TEMPO.CO, Manado - Beragam cara digunakan warga agar bisa menyaksikan gerhana matahari total pada Rabu pagi, 9 Maret 2016. Warga Kota Manado, Sulawesi Utara, menggunakan ember yang berisi air untuk bisa melihat fenomena alam yang bakal terjadi kembali 350 tahun itu.
Dari pantauan Tempo, pukul 08.45 Wita, warga Kecamatan Mapanget, misalnya, berbondong-bondong ke luar rumah sambil membawa ember berisi air. Suasana tiba-tiba menjadi gelap seperti sudah pukul 17.00. Padahal, lima menit sebelumnya, panas matahari sangat terik.
Proses terjadinya gerhana matahari total dilihat melalui pantulannya di air di dalam ember karena warga tidak berani melihat secara langsung. "Ndak ada kacamata untuk lihat gerhana matahari. Jadi pakai ember lihat dari pantulan air. Oh, Tuhan memang sangat besar kuasanya. Sangat jelas terlihat itu gelap, matahari ditutup," kata seorang warga, Yuli Arifin.

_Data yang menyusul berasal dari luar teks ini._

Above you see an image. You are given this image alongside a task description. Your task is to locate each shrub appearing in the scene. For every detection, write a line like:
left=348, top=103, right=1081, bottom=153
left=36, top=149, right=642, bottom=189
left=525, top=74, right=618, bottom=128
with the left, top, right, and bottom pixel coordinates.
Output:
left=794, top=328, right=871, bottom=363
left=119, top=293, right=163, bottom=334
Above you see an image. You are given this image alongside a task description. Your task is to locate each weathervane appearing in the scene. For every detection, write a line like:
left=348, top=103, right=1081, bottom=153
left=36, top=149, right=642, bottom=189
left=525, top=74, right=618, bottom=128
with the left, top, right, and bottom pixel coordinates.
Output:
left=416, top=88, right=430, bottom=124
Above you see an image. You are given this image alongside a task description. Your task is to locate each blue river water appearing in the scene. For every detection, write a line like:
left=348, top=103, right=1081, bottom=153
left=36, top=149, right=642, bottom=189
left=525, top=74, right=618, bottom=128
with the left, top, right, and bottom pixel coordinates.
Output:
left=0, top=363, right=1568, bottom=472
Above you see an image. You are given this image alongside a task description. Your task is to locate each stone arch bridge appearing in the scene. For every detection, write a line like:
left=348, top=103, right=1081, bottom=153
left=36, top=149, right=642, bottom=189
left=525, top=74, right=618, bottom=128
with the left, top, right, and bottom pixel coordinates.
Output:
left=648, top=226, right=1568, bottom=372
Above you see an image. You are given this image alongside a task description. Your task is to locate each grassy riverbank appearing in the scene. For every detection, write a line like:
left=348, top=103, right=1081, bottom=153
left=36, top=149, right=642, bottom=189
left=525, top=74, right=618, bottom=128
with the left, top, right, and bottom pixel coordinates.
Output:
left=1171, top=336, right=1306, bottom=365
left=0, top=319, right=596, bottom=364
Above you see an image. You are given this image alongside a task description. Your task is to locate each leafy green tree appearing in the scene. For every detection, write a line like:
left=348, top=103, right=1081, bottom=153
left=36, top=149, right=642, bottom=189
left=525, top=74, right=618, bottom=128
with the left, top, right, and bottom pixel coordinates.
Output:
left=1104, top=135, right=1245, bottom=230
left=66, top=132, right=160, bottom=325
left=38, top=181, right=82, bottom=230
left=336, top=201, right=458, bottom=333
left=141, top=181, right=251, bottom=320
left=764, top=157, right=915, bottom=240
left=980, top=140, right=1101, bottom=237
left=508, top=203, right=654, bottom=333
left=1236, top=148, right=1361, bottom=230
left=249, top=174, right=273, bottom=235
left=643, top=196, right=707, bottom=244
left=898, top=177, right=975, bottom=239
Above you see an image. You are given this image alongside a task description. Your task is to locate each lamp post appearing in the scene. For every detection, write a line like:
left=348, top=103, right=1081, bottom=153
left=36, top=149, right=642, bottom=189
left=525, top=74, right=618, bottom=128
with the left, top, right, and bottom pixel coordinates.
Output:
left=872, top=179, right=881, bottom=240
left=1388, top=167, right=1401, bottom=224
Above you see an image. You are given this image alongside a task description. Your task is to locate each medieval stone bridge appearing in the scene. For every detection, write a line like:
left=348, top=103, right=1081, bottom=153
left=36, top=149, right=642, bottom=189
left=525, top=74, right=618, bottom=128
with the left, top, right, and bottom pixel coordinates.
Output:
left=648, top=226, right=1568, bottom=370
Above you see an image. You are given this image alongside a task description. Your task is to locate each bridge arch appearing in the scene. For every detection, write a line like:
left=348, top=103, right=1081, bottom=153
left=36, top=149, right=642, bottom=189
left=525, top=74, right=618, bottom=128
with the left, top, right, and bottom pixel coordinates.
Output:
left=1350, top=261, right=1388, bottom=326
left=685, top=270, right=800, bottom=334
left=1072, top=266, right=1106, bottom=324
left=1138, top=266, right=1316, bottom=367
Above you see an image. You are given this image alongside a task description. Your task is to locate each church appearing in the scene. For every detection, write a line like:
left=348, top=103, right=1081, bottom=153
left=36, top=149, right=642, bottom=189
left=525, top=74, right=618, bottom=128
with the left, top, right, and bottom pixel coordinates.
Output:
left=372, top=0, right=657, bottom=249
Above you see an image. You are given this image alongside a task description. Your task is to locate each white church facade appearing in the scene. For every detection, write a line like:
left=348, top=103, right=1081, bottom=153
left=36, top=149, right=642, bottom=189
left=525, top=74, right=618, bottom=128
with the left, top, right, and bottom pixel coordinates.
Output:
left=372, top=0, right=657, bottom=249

Tak hanya menggunakan ember yang berisi air, warga juga memanfaatkan foto rontgen untuk melihat fenomena alam yang menakjubkan itu. "Papi pe foto rontgen pakai dulu, mau lihat gerhana matahari. Biar ada gambar tulang, tetap mantap lihat itu fenomena kebesaran Tuhan," tutur Samuel Supit, warga lainnya.

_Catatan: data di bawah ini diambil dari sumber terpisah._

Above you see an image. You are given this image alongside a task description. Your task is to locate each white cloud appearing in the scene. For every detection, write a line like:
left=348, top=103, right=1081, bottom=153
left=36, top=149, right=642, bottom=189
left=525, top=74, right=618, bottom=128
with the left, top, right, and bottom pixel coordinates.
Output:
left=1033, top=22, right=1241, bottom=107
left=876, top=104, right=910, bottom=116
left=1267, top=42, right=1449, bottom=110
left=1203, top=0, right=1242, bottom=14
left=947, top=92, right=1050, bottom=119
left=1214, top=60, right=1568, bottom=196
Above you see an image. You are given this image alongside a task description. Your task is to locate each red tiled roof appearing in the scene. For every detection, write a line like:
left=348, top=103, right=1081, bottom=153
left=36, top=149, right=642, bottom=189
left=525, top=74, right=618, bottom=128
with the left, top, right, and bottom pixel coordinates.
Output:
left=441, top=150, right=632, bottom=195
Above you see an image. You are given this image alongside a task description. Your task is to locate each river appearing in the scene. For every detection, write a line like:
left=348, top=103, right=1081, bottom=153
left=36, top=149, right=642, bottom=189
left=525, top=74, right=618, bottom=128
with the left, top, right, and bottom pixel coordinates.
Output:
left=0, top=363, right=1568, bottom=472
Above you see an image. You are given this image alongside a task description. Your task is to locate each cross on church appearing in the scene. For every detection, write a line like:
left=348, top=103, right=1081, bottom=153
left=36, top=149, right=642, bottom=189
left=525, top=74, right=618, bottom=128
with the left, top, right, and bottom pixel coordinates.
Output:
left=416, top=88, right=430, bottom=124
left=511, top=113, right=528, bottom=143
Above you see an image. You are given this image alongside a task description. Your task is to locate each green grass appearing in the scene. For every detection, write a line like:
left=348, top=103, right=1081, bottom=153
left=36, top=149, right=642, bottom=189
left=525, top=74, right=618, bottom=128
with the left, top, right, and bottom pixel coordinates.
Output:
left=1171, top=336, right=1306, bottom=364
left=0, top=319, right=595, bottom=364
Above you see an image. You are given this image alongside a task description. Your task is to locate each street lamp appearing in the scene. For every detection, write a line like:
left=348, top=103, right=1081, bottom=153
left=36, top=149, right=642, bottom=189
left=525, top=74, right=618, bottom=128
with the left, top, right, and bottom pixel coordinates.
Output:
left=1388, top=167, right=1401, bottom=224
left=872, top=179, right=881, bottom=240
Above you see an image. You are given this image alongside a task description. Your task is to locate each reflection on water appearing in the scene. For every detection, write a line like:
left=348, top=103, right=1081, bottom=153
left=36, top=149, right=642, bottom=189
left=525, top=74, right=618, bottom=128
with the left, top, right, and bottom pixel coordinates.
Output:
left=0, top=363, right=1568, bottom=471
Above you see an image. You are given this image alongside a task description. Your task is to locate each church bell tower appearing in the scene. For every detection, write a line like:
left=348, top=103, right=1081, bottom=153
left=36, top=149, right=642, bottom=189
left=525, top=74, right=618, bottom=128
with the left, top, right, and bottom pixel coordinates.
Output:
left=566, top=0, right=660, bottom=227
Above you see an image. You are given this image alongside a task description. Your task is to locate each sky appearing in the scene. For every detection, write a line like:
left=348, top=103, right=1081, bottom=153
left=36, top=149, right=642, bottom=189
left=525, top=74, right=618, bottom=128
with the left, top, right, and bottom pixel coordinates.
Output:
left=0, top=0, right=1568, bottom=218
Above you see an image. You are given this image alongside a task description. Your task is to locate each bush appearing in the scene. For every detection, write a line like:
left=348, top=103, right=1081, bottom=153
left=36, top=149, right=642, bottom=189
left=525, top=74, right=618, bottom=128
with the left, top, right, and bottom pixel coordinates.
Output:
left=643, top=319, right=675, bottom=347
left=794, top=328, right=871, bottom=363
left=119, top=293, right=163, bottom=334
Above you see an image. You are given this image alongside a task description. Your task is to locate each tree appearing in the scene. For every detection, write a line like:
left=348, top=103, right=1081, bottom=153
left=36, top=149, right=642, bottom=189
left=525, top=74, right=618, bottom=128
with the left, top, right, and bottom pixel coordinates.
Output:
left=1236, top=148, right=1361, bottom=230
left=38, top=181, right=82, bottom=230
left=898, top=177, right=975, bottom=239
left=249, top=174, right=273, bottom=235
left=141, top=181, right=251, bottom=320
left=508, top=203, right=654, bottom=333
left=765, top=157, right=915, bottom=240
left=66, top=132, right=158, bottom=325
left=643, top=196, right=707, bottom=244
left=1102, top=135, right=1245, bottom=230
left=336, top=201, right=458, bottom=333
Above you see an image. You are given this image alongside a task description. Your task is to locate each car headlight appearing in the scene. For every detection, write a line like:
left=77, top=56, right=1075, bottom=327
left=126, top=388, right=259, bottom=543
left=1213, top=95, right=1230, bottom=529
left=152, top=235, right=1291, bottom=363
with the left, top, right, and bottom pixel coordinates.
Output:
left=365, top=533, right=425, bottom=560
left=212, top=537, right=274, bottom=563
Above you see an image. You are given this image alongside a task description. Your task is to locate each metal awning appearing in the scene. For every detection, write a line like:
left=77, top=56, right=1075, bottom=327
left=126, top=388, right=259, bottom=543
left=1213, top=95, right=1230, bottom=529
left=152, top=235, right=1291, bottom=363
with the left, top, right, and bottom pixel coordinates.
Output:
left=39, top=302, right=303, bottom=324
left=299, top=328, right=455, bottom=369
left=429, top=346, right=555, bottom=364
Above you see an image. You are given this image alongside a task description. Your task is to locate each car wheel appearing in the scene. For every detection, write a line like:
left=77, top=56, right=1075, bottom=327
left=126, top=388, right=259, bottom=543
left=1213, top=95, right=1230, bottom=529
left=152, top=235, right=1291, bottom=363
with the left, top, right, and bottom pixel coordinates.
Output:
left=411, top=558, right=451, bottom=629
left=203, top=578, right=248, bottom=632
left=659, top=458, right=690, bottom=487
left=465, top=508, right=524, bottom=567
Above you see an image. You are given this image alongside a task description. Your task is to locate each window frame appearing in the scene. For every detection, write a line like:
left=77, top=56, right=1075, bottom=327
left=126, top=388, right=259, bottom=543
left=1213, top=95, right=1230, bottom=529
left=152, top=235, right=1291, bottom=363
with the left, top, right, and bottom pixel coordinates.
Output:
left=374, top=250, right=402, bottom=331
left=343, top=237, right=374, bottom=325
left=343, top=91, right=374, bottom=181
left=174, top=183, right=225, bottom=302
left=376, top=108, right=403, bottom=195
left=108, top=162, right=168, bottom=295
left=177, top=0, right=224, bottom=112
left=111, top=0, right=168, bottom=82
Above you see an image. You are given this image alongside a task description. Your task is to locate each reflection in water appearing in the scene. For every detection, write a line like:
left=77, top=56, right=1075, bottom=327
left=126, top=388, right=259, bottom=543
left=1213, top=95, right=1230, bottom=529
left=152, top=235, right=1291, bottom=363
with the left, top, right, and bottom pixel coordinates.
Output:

Ribuan umat muslim di Kota Manado juga menggelar salat kusuf atau salat gerhana matahari di sejumlah lokasi. Di antaranya di Masjid Istiqlal. Di masjid terbesar di Sulawesi Utara itu, umat Islam tidak hanya memadati ruang di dalam masjid, tapi juga di halaman.
Sekretaris Wilayah Nahdlatul Ulama Sulawesi Utara Suwarno Tuiyo menyatakan kekagumannya kepada warga muslim Kota Manado. Mereka tidak hanya sibuk menyaksikan gerhana matahari total, tapi juga menjalankan salat gerhana matahari sesuai sunah Rasulullah.
"Subhanallah, masyarakat di Kota Manado tak hanya ingin menonton gerhana matahari, tapi beribadah juga," ujar Suwarno.